Saint of the Day: Boniface, the Apostle of Germany, Bishop and Martyr
St. Boniface was born in Devonshire, England, around 680. Known as the apostle of the Germans, Boniface was an English Benedictine monk who gave up being elected abbot to devote his life to the conversion of the Germanic tribes.
It was a slow and dangerous task; his life was in constant peril, while his flock was often reduced to abject poverty by wandering bands of robbers. Yet his courage never failed. He began with Bavaria and Thuringia, next visited Friesland, and then passed on to Hesse and Saxony, everywhere destroying the idol temples and raising churches in their place.
After being recalled to Rome and consecrated bishop by the Pope, he returned to extend and organize the rising German Church. With diligent care he reformed abuses among the clergy, while establishing religious houses throughout the land. Feeling his infirmities increase, Saint Boniface appointed a Superior for his monastery and set out to convert a pagan tribe.
When he was about to administer Confirmation to some newly baptized Christians, a troop of pagans arrived, armed with swords and spears. His attendants would have opposed them, but the Saint said to his followers: “My children cease your resistance; the long expected day has come at last.
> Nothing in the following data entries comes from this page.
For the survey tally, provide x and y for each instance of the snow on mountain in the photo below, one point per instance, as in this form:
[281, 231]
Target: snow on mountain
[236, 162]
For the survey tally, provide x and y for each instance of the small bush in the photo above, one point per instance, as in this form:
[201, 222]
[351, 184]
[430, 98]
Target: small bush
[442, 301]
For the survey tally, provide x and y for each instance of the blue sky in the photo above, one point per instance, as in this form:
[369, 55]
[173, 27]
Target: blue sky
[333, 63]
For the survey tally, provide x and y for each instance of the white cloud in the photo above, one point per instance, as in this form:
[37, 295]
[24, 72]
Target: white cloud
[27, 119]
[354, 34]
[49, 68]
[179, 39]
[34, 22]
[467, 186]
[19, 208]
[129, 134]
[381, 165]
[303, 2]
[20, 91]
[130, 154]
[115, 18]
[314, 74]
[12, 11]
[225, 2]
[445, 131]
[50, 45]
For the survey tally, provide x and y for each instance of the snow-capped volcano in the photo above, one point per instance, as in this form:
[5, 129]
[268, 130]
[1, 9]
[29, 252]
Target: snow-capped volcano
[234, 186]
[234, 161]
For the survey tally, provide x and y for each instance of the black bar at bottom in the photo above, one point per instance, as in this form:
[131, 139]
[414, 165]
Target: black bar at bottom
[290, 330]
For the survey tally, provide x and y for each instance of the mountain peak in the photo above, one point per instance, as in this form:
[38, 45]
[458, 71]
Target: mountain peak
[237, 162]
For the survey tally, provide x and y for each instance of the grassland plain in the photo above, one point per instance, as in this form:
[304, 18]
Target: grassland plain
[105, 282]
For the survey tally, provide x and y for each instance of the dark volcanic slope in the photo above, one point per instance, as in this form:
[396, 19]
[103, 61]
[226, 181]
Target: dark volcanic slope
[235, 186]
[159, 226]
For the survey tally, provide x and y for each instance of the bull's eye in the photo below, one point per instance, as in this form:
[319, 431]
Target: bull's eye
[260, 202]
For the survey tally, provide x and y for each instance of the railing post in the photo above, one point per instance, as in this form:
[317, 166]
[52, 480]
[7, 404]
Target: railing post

Scripture forbids us to resist evil. Let us put our hope in God; He will save our souls.” Scarcely had he stopped speaking, when the barbarians fell upon him and slew him, with all his attendants, fifty-two in number. He was martyred on June 5, 754 at Dokkum, Freisland (the modern Netherlands).
Patronage: brewers, file cutters, diocese of Fulda, Germany; Germany; archdiocese of Saint Boniface, Manitoba; tailors; World Youth Day
Emblems: the oak, axe, book, fox, scourge, fountain, raven, sword.
Quotes from the Letters of St. Boniface:
In her voyage across the ocean of this world, the Church is like a great ship being pounded by the waves of life’s different stresses. Our duty is not to abandons ship but to keep her on her course.
Let us stand fast in what is right, and prepare our souls for trial. Let us wait upon God’s strengthening aid and say to him: “O Lord, you have been our refuge in all generations.”
Let us trust in him who has placed this burden upon us. What we ourselves cannot bear let us bear with the help of Christ. For he is all-powerful, and he tells us: “My yoke is easy, and my burden light.”